Le TANAP pourrait à terme transporter jusqu'à 31 mmc, une capacité équivalente à celle initialement prévue par Nabucco. Du gaz d'Azerbaïdjan devrait commencer à affluer en 2017. South Stream devrait fonctionner à pleine capacité la même année.
La Commission n'a reçu aucune notification
La Russie souhaite que South Stream fasse partie du réseau énergétique transeuropéen, RTE-E, qu'il soit considéré comme un projet d'intérêt européen et puisse donc bénéficier de l'aide de l'UE. La Commission européenne a toutefois confirmé hier (16 juillet) qu'elle n'avait reçu aucune notification à propos de South Stream.

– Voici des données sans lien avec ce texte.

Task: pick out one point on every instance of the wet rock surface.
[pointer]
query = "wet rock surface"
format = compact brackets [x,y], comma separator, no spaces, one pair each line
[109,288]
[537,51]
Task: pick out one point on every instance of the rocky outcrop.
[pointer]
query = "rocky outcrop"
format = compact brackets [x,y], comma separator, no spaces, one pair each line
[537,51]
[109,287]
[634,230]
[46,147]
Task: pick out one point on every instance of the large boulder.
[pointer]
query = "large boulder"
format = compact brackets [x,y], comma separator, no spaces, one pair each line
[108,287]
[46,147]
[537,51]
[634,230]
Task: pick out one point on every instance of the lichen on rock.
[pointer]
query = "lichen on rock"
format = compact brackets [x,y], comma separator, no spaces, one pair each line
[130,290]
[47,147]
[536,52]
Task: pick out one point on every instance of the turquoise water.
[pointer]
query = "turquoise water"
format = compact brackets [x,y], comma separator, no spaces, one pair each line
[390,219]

Elle ne considère par South Stream comme un moyen d'améliorer la sécurité énergétique de l'UE, notamment parce que le gaz concerné proviendrait de la Russie qui est déjà son principal fournisseur. Bruxelles admet néanmoins que les Etats membres de l'UE sont libres de choisir leurs priorités en matière de projets d'infrastructure, du moment que la législation européenne sur l'énergie est respectée.

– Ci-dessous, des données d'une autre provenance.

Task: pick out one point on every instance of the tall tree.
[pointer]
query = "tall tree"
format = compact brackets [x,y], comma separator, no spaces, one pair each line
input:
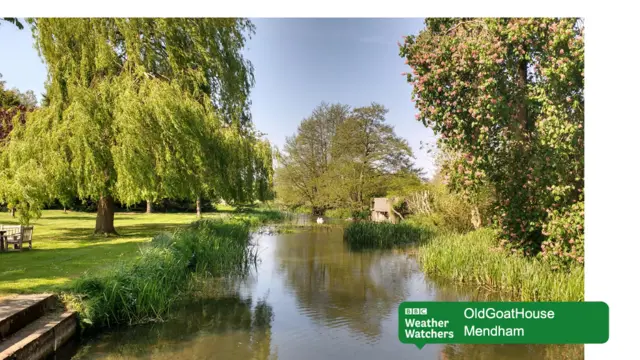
[341,158]
[508,95]
[14,21]
[137,107]
[306,156]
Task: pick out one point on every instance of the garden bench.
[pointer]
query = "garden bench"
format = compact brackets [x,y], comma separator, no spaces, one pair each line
[17,235]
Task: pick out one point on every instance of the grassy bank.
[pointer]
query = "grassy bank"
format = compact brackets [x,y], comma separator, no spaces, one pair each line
[368,235]
[64,246]
[145,288]
[474,259]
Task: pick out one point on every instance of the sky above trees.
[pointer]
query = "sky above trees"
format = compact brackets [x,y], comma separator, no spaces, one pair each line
[298,64]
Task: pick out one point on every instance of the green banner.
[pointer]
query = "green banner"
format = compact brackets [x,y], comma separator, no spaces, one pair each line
[422,323]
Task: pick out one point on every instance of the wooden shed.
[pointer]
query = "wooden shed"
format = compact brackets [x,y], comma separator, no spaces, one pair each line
[382,210]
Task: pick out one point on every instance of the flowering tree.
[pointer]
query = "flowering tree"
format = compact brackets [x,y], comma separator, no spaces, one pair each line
[507,94]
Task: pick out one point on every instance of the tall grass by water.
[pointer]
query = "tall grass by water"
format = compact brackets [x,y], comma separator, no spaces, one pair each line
[369,235]
[476,260]
[145,288]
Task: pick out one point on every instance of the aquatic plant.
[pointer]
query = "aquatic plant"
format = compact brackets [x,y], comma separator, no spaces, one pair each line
[361,235]
[476,259]
[145,289]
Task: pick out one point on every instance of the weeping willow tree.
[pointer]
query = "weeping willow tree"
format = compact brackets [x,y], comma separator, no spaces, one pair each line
[138,109]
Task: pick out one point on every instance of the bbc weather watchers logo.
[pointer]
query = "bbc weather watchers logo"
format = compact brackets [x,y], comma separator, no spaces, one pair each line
[415,311]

Si un nouveau projet d'infrastructure requiert une dérogation de la règlementation européenne sur l'énergie, il devra se tourner vers la Commission. Conformément au droit européen, les nouvelles infrastructures doivent réserver la moitié de leur capacité à d'autres opérateurs possibles. C'est ce que l'on appelle l'accès de tiers au réseau. Gazprom voit cette clause comme un gaspillage des ressources, dans la mesure où elle réduirait sa fourniture potentielle.
Les autorités nationales peuvent demander des dérogations à cette règle. Dans le cadre de la législation européenne sur le gaz et l'électricité, l'autorité nationale de réglementation doit évaluer la demande de dérogation soumise par un opérateur. La décision du régulateur national doit ensuite être approuvée par la Commission.
L'avis de la Commission est contraignant. Pour les projets d'infrastructure qui touchent plusieurs pays de l'UE, l'Agence de coopération des régulateurs de l'énergie (ACRE) doit coordonner les différentes requêtes, ont expliqué des fonctionnaires de l'exécutif européen à EurActiv.